3.1. Les acteurs à informer (à titre indicatif)

Parmi les acteurs qui peuvent être impliqués dans le COREVIH, soit directement en tant que représentants, soit indirectement en tant que personnes représentées, on peut lister, à titre indicatif :
    -  des services de soins hospitaliers et des professionnels des spécialités prenant en charge des patients infectés par le VIH (exemples : addictologie, biologie, cardiologie, chirurgie réparatrice, dermatologie, dentisterie, endocrinologie, gastro-entérologie, gynécologie obstétrique, hépatologie, pharmacie, psychiatrie, stomatologie, AMP, pédiatrie,...). Une attention particulière sera portée à l’implication nécessaire des spécialités relatives à la prise en charge des co-infections hépatites-VIH, au projet de grossesse et aux effets secondaires des thérapeutiques ;
    -  des équipes « psy-VIH » ou les professionnels concourant à la prise en charge psychologique ;
    -  des professionnels paramédicaux : diététiciens, psychologues, assistantes sociales, éducateurs ;
    -  des unités de prévention et/ou d’éducation pour la santé (consultation ou service) ;
    -  des services de santé publique des établissements concernés ;
    -  des services médico-techniques ;
    -  des réseaux prenant en charge les patients infectés par le VIH ;
    -  des professionnels du secteur libéral ;
    -  des UCSA ;
    -  des permanences d’accès aux soins de santé (PASS) ;
    -  des centres de dépistage anonymes et gratuits (CDAG) et tous les services concourant au dépistage ;
    -  des soins de suite et de réadaptation (SSR) et des soins de longue durée (SLD) ;
    -  des centres régionaux d’information et de prévention du sida (CRIPS), observatoires régionaux de santé (ORS) ;
    -  des associations de malades et/ou d’usagers du système de santé ;
    -  des associations de soutien, d’insertion ;
    -  des associations gestionnaires d’hébergement.

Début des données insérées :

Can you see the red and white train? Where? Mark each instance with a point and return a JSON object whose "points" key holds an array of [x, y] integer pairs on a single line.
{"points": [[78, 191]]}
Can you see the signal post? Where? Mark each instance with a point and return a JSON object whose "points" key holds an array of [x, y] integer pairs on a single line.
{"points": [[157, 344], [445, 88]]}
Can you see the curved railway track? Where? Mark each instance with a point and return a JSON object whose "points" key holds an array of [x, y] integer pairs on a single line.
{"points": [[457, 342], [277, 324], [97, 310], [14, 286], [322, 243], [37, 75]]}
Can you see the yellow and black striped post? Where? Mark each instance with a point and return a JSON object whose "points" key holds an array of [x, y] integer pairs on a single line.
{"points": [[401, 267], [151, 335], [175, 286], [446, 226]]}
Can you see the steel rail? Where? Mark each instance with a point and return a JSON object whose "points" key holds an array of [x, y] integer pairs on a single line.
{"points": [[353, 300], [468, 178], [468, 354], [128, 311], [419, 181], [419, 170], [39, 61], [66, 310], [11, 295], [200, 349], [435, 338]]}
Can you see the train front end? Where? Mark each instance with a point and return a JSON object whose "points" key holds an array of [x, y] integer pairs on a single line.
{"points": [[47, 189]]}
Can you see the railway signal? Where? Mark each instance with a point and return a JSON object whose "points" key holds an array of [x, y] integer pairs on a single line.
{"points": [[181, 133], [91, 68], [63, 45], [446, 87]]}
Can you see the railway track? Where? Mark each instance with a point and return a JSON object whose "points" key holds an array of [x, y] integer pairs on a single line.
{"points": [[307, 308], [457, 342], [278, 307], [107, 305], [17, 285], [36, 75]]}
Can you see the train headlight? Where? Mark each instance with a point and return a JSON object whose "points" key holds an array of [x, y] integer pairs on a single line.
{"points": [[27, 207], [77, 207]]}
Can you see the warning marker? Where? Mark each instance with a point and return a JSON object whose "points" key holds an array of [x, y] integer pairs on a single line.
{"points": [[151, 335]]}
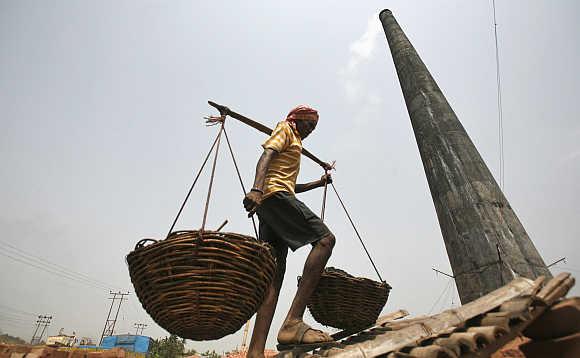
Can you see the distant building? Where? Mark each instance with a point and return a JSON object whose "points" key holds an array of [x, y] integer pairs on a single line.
{"points": [[128, 342], [242, 354]]}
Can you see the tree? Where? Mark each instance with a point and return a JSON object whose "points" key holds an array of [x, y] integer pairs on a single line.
{"points": [[190, 352], [168, 347]]}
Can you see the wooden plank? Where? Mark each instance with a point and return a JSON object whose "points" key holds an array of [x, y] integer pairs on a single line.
{"points": [[394, 340]]}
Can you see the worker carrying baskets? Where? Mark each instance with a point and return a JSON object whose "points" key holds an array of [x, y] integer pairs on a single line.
{"points": [[203, 284], [286, 222]]}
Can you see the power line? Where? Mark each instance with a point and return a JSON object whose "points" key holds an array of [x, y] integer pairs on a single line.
{"points": [[43, 321], [54, 272], [499, 105], [110, 323], [56, 266], [139, 327], [17, 311], [441, 295]]}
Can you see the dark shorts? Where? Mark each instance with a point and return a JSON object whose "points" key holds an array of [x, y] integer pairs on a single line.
{"points": [[285, 220]]}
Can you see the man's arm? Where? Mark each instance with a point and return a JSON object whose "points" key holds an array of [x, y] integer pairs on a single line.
{"points": [[300, 188], [254, 197]]}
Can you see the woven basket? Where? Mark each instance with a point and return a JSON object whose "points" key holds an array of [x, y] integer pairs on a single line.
{"points": [[201, 289], [347, 302]]}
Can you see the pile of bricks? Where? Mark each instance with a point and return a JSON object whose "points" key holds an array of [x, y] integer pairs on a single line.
{"points": [[26, 351]]}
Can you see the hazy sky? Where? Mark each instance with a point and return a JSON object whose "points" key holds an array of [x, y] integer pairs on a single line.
{"points": [[101, 132]]}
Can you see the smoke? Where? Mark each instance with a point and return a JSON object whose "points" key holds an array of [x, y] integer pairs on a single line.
{"points": [[360, 52]]}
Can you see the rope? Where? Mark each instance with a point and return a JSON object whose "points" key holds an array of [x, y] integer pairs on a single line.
{"points": [[499, 104], [217, 149], [324, 199], [356, 231], [194, 182], [239, 177], [440, 296]]}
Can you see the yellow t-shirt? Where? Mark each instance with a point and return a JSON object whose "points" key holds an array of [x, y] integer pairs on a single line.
{"points": [[284, 167]]}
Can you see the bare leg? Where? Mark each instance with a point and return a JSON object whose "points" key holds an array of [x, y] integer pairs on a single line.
{"points": [[313, 267], [266, 310]]}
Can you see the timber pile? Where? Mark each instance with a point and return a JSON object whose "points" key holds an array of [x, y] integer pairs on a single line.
{"points": [[476, 329], [202, 287]]}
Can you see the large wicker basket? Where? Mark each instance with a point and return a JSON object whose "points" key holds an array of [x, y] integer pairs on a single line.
{"points": [[347, 302], [201, 288]]}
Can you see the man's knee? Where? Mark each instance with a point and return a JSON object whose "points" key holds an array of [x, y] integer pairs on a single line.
{"points": [[328, 241]]}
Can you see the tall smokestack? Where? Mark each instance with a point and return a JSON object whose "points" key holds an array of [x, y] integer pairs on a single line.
{"points": [[486, 243]]}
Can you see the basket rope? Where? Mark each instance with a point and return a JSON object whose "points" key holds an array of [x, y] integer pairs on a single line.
{"points": [[212, 120], [201, 289], [351, 222]]}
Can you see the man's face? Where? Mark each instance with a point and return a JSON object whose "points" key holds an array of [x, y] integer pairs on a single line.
{"points": [[305, 127]]}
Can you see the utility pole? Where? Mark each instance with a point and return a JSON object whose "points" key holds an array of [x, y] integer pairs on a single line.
{"points": [[486, 243], [139, 326], [110, 323], [42, 321]]}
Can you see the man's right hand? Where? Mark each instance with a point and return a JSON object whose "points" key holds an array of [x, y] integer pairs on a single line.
{"points": [[252, 200]]}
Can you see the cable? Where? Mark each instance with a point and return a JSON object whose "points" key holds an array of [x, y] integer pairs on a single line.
{"points": [[35, 263], [194, 182], [499, 105], [58, 267], [440, 296], [356, 231], [59, 274], [239, 177], [17, 310]]}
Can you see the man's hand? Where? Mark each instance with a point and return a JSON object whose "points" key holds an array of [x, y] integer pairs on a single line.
{"points": [[252, 200], [327, 166], [325, 179]]}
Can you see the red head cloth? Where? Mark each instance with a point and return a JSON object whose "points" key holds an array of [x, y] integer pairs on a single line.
{"points": [[302, 112]]}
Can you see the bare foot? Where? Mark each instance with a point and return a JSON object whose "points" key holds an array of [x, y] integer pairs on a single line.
{"points": [[250, 354], [298, 332]]}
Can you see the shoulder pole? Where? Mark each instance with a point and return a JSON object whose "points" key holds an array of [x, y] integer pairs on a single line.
{"points": [[225, 111]]}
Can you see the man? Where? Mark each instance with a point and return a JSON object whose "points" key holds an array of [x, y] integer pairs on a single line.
{"points": [[286, 222]]}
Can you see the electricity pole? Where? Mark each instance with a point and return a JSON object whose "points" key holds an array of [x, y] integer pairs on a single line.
{"points": [[139, 326], [44, 322], [110, 323]]}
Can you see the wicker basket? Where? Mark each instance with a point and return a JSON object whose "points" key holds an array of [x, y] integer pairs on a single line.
{"points": [[347, 302], [201, 289]]}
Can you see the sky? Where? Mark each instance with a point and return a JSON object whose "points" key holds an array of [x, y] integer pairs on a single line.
{"points": [[102, 131]]}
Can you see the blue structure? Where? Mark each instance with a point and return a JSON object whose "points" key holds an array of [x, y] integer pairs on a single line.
{"points": [[128, 342]]}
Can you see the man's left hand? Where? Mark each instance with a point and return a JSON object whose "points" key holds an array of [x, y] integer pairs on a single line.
{"points": [[326, 179]]}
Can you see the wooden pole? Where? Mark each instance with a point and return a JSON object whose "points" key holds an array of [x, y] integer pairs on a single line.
{"points": [[225, 111]]}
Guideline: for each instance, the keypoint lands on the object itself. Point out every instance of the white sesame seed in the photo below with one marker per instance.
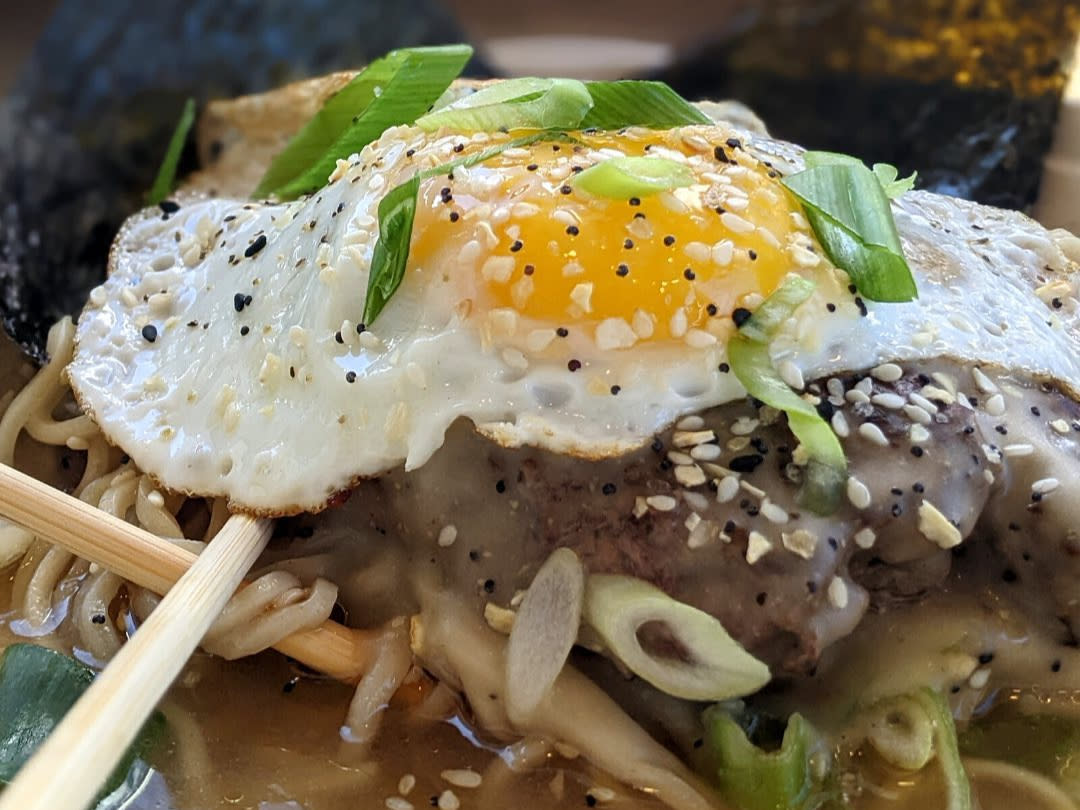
(918, 434)
(461, 778)
(661, 502)
(996, 405)
(837, 593)
(774, 513)
(859, 494)
(690, 475)
(705, 451)
(792, 375)
(736, 224)
(800, 542)
(839, 423)
(887, 373)
(917, 415)
(1045, 486)
(690, 422)
(447, 535)
(692, 437)
(936, 527)
(865, 537)
(873, 433)
(757, 547)
(615, 333)
(890, 401)
(727, 488)
(582, 295)
(1017, 449)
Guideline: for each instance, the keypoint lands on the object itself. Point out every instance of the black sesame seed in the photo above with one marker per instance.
(255, 246)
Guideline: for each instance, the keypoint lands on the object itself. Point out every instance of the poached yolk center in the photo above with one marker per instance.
(663, 262)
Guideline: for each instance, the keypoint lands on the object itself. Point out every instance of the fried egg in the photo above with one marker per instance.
(225, 351)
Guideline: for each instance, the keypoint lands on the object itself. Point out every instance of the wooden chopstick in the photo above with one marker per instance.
(157, 564)
(68, 769)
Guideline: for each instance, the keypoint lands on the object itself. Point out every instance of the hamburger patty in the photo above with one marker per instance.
(709, 511)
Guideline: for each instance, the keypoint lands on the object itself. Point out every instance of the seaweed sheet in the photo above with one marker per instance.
(85, 125)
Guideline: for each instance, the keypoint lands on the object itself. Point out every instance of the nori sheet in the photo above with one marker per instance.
(85, 125)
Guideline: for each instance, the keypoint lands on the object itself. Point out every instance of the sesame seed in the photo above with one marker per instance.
(887, 373)
(859, 494)
(873, 433)
(661, 502)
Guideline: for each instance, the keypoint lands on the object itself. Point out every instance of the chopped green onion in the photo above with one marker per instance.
(517, 104)
(37, 688)
(621, 178)
(754, 779)
(391, 91)
(748, 355)
(886, 173)
(166, 174)
(396, 214)
(715, 666)
(648, 104)
(849, 212)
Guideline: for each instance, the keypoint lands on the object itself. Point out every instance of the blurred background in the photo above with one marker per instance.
(968, 92)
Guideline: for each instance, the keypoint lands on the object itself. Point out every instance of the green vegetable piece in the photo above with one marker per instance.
(166, 173)
(957, 787)
(621, 178)
(849, 212)
(517, 104)
(748, 355)
(653, 105)
(391, 91)
(37, 688)
(396, 215)
(753, 779)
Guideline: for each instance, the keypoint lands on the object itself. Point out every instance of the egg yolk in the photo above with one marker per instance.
(663, 264)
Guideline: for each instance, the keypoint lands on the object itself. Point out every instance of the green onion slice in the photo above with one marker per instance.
(621, 178)
(38, 686)
(517, 104)
(849, 212)
(653, 105)
(748, 355)
(396, 214)
(166, 174)
(753, 778)
(391, 91)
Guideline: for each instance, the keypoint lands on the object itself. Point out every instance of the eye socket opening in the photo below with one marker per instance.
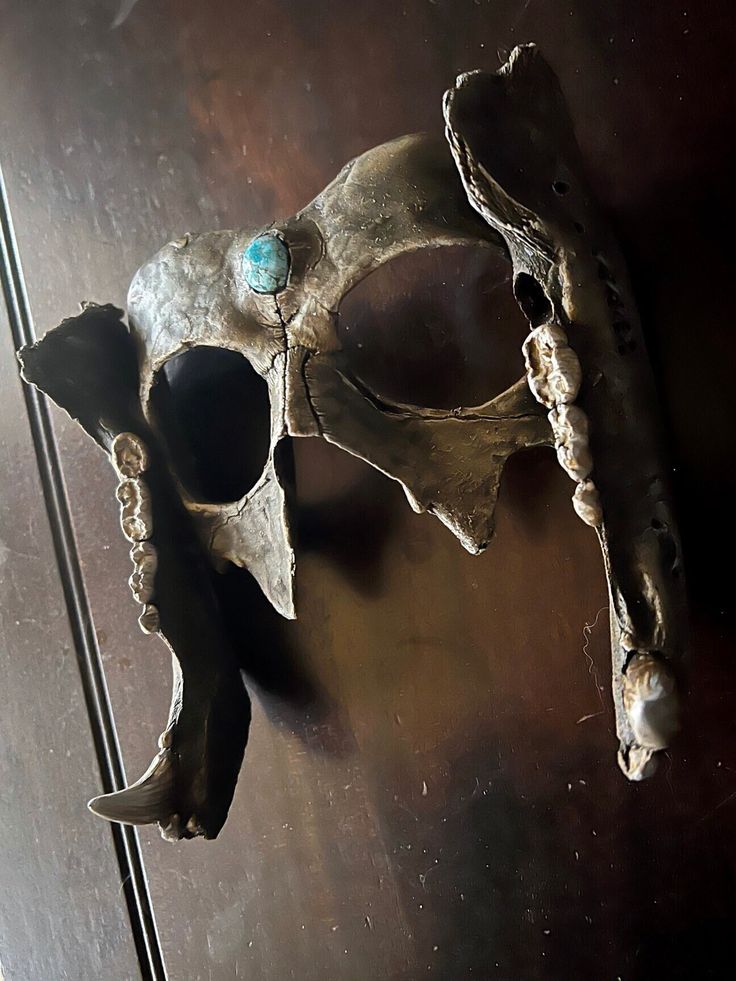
(438, 327)
(213, 412)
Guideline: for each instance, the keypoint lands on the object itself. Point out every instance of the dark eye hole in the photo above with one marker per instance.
(437, 327)
(213, 412)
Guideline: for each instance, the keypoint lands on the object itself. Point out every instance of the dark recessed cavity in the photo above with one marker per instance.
(437, 328)
(532, 299)
(213, 411)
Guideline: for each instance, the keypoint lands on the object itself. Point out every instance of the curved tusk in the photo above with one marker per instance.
(147, 801)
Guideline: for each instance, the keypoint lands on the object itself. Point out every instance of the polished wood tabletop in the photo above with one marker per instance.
(430, 787)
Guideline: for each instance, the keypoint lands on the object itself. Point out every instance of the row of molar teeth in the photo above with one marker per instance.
(130, 459)
(554, 376)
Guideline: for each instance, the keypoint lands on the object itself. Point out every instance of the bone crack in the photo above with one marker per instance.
(136, 516)
(129, 455)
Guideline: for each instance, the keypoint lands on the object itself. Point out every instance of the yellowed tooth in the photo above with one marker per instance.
(570, 427)
(587, 503)
(136, 517)
(145, 562)
(553, 369)
(148, 621)
(129, 455)
(650, 700)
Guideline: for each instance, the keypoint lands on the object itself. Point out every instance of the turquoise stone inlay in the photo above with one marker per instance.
(266, 263)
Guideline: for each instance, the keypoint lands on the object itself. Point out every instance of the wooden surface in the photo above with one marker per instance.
(430, 789)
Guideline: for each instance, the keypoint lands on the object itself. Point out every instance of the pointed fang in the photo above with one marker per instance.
(147, 801)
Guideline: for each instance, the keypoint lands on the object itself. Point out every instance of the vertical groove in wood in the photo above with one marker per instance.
(127, 849)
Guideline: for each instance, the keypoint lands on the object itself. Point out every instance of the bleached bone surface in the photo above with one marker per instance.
(570, 427)
(136, 515)
(553, 368)
(129, 455)
(145, 562)
(587, 503)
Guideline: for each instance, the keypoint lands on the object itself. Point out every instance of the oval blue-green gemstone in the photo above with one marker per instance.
(266, 264)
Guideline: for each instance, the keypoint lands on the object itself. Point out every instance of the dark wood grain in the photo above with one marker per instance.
(430, 787)
(62, 910)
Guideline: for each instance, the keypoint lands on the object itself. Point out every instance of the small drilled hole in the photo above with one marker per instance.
(532, 299)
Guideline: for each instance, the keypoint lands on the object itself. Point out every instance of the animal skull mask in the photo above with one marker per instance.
(511, 181)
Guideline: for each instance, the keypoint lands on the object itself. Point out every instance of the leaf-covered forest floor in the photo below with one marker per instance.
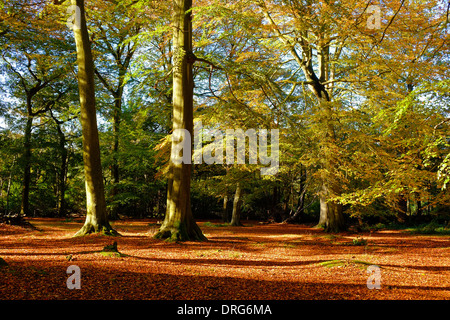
(273, 261)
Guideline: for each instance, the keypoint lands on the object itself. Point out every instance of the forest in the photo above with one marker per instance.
(121, 117)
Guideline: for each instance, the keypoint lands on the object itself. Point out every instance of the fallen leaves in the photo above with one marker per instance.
(265, 262)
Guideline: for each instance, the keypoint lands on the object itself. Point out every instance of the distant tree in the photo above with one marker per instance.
(96, 215)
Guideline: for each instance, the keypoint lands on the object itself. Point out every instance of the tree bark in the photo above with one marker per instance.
(25, 206)
(96, 215)
(179, 224)
(236, 215)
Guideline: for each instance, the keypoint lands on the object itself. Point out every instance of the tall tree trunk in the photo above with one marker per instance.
(236, 215)
(179, 224)
(25, 206)
(225, 208)
(96, 215)
(62, 173)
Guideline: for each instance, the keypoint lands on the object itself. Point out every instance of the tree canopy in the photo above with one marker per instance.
(358, 93)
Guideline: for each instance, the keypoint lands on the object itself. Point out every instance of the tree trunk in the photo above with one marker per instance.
(236, 215)
(179, 224)
(114, 214)
(25, 206)
(96, 216)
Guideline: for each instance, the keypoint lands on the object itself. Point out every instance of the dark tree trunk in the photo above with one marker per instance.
(236, 215)
(179, 224)
(25, 206)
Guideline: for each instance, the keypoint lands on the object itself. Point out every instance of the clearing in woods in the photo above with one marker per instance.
(264, 262)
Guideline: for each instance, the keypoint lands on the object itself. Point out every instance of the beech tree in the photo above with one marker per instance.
(179, 224)
(96, 214)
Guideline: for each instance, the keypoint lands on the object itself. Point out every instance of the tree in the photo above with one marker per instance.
(179, 224)
(96, 214)
(236, 214)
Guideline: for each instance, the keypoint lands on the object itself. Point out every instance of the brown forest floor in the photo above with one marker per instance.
(255, 262)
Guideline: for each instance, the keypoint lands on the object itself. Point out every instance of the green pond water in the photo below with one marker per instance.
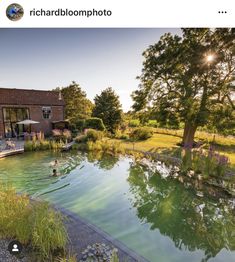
(159, 218)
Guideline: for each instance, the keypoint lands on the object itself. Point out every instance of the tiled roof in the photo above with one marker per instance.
(12, 96)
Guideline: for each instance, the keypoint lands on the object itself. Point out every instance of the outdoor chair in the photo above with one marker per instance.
(10, 145)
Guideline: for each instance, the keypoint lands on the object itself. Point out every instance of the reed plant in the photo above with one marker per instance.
(34, 224)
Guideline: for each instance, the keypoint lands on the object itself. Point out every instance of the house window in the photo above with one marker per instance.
(46, 112)
(12, 115)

3.2. Circuit de l’information

Afin que le COREVIH puisse réaliser ses missions et que ses membres puissent jouer leur rôle de porte parole et de relais, il est recommandé de mettre en place :
    -  la liste de l’ensemble des acteurs représentés par les membres du COREVIH. Cette liste peut être établie par le secrétariat des COREVIH, en lien avec les secrétariats des services déconcentrés et ceux des ARH ;
    -  la liste de l’ensemble des acteurs qui doivent recevoir de l’information ou pouvoir s’exprimer au sein du COREVIH, via leur représentant.
    

Ces listes, formalisées sous forme de liste de diffusion informatique, seront mises à jour annuellement à l’occasion de la réunion du COREVIH et des institutions. La constitution de ces 2 listes est une étape utile au fonctionnement du COREVIH.
    

Des outils d’information utilisant au maximum les nouvelles technologies, déjà employées par beaucoup de CISIH actuels : site Internet, liste de diffusion... Cela permettra au secrétariat ou à l’assistant administratif du COREVIH de diffuser, de façon automatisée, à l’ensemble des partenaires représentés au COREVIH de l’information sur les ordres du jour des réunions, les compte rendus de celles-ci, les groupes de travail, les actualités du COREVIH, les données épidémiologiques, les programmes de travail ainsi que le rapport d’activité et de recevoir en retour toute information utile.